I mali del nostro mondo e la precarietà della pace sociale sono i risultati delle cattive azioni commesse in passato e della mancata osservanza dei principi divini. La forza spirituale di ogni nuova generazione affonda le sue radici nell’amore dei genitori e dei nonni verso Dio e nella loro obbedienza al Vangelo. Noi, come individui e come chiesa, dobbiamo chiederci quale contributo stiamo dando al benessere del nostro prossimo. Quando la Svizzera si trovava in un periodo di consolidamento politico agli inizi della sua nuova federazione nel 1862, il poeta e scrittore svizzero Gottfried Keller si poneva delle domande simili a quelle ci stanno dinanzi oggi.

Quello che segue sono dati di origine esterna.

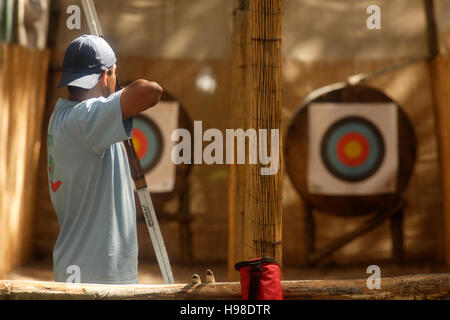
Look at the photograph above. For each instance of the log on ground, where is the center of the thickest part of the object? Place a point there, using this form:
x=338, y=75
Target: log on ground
x=429, y=286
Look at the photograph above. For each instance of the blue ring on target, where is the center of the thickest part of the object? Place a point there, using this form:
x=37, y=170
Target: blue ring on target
x=149, y=135
x=336, y=132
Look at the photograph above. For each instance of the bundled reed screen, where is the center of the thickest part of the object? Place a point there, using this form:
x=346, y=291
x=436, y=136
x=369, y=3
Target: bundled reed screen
x=262, y=214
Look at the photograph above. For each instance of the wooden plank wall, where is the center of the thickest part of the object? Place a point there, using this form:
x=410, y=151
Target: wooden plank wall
x=23, y=81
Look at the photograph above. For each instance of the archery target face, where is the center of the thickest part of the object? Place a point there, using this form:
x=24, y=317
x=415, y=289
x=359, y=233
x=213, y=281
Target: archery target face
x=147, y=141
x=151, y=134
x=353, y=148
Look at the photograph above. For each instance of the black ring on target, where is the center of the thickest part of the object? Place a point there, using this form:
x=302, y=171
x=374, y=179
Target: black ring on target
x=148, y=141
x=358, y=137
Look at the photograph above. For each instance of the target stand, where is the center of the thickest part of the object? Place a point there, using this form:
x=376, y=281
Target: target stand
x=350, y=151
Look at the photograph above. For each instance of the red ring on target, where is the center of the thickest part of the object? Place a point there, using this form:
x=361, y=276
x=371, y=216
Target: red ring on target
x=343, y=144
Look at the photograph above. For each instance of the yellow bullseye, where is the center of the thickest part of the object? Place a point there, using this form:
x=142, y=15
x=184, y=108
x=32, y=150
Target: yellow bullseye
x=353, y=149
x=136, y=144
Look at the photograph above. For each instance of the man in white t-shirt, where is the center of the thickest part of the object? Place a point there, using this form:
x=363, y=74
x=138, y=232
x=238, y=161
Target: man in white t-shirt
x=89, y=176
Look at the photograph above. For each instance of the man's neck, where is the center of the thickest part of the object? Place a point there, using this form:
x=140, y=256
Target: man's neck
x=83, y=96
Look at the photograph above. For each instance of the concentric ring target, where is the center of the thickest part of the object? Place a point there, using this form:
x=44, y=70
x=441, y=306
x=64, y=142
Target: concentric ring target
x=352, y=149
x=147, y=141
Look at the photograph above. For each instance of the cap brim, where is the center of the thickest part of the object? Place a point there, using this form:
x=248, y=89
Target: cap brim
x=81, y=80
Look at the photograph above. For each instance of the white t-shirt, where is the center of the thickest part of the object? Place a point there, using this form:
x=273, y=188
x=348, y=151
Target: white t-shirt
x=92, y=192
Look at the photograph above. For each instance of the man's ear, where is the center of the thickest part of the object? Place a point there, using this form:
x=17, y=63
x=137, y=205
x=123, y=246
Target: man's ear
x=103, y=78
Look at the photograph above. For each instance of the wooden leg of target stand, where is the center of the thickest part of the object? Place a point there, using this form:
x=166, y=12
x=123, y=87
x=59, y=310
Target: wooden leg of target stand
x=308, y=232
x=187, y=255
x=397, y=237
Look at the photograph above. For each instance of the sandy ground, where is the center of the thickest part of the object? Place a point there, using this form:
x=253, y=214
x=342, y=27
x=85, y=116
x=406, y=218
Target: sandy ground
x=149, y=272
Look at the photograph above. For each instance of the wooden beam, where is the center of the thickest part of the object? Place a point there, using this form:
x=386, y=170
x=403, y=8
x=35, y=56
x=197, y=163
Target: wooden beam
x=430, y=286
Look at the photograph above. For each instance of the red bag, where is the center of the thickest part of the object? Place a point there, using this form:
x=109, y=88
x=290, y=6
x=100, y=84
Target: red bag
x=260, y=279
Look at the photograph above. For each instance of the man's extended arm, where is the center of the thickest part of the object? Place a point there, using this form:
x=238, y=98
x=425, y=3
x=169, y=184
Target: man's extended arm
x=139, y=96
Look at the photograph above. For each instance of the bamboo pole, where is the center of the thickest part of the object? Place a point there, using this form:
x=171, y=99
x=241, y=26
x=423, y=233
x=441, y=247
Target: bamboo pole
x=412, y=287
x=240, y=106
x=262, y=217
x=439, y=67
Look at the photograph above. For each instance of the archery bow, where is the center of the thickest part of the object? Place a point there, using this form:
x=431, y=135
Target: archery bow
x=136, y=171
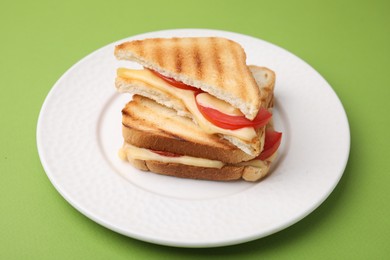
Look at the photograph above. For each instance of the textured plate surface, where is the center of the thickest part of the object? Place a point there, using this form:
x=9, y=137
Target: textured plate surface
x=79, y=134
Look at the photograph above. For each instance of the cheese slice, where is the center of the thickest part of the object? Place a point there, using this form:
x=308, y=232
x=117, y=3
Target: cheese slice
x=188, y=99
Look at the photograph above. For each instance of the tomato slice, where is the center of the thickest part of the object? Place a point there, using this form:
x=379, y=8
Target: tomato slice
x=271, y=145
x=174, y=82
x=163, y=153
x=234, y=122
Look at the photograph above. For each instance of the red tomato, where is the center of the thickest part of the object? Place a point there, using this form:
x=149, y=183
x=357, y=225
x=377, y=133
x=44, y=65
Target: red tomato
x=234, y=122
x=175, y=83
x=168, y=154
x=272, y=143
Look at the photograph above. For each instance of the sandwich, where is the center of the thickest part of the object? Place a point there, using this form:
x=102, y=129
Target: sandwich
x=197, y=110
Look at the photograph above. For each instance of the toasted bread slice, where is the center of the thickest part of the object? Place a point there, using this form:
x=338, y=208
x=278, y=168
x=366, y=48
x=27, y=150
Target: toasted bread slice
x=265, y=79
x=215, y=65
x=191, y=167
x=150, y=125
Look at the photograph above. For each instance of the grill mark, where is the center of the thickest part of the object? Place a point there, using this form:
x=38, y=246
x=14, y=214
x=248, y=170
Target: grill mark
x=139, y=47
x=158, y=53
x=198, y=60
x=178, y=55
x=237, y=58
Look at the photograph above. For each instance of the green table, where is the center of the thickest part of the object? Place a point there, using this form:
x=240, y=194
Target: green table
x=346, y=41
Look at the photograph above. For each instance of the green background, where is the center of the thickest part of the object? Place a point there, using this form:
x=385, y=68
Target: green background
x=347, y=42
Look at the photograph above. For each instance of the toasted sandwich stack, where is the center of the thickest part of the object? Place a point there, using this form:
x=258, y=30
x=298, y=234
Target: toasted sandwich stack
x=197, y=110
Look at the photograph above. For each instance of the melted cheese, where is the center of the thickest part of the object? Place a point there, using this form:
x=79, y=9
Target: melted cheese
x=188, y=98
x=131, y=151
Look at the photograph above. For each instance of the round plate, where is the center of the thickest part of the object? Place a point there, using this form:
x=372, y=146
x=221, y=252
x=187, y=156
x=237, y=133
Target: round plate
x=79, y=135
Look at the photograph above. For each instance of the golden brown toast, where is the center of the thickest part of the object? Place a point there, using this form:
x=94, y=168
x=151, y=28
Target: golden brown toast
x=215, y=65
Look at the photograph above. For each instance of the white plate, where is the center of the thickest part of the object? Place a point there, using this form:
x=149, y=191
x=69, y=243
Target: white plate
x=79, y=134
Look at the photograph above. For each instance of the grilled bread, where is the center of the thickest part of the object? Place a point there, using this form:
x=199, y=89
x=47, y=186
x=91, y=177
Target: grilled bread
x=215, y=65
x=183, y=149
x=147, y=124
x=245, y=139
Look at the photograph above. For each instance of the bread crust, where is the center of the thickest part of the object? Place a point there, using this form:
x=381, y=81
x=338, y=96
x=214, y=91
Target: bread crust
x=161, y=141
x=226, y=173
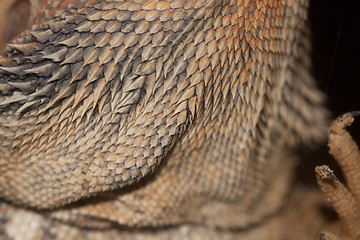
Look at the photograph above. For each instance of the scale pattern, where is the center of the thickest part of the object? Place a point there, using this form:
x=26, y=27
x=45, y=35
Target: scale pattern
x=147, y=113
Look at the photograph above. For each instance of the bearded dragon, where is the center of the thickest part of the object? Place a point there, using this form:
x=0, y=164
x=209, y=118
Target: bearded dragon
x=148, y=118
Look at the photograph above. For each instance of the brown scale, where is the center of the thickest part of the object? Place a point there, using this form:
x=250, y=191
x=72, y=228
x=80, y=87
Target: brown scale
x=163, y=112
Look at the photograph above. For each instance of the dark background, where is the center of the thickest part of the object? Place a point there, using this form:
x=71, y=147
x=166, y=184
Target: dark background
x=335, y=27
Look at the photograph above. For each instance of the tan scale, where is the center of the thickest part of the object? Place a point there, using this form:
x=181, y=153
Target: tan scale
x=176, y=116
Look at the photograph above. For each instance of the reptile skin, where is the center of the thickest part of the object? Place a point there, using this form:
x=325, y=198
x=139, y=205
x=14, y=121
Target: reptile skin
x=152, y=114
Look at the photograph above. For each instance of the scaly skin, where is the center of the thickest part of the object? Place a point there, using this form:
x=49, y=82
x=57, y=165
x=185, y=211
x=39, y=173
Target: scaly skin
x=211, y=96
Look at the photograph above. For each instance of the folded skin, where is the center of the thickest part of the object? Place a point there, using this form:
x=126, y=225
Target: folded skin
x=211, y=96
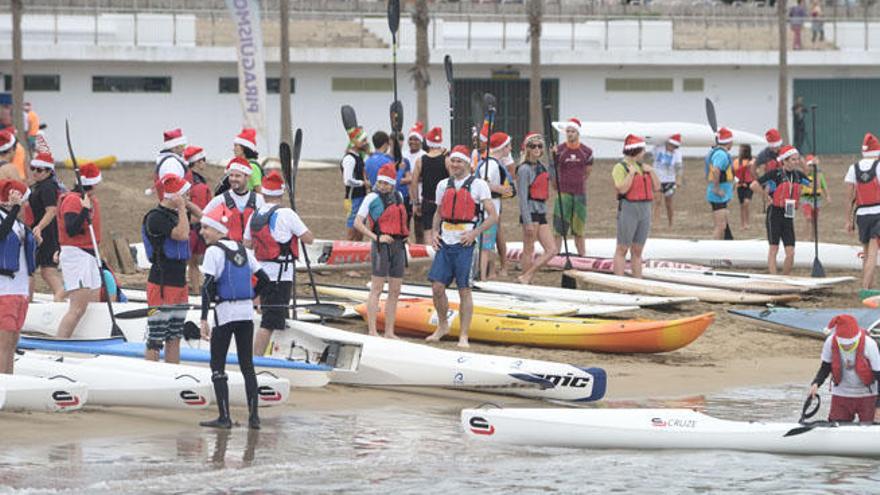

«Io e la mia famiglia viviamo in maniera tale da trovarci nella posizione di essere di aiuto alla comunità e di contribuire al benessere comune, non agli occhi del mondo ignorante, ma agli occhi del Sommo Giudice? Pertanto dobbiamo chiederci: Quale posizione occupiamo oggi come nazione davanti alle nazioni e quale uso abbiamo fatto dei beni che ci sono stati affidati? Nel rispondere non dobbiamo presentarci nella nostra vanagloria al cospetto del Signore di tutte le nazioni, poiché Egli scopre tutte le nostre mancanze, distingue tra fortuna e sforzi onesti e tra sostanza e apparenza».

Scrutiamo nel nostro cuore e poniamoci la domanda: «Che dobbiam fare?» e seguiamo l’esortazione di Giosuè: «Scegliete oggi a chi volete servire; quanto a me e alla casa mia, serviremo all’Eterno» (Giosuè 24:14).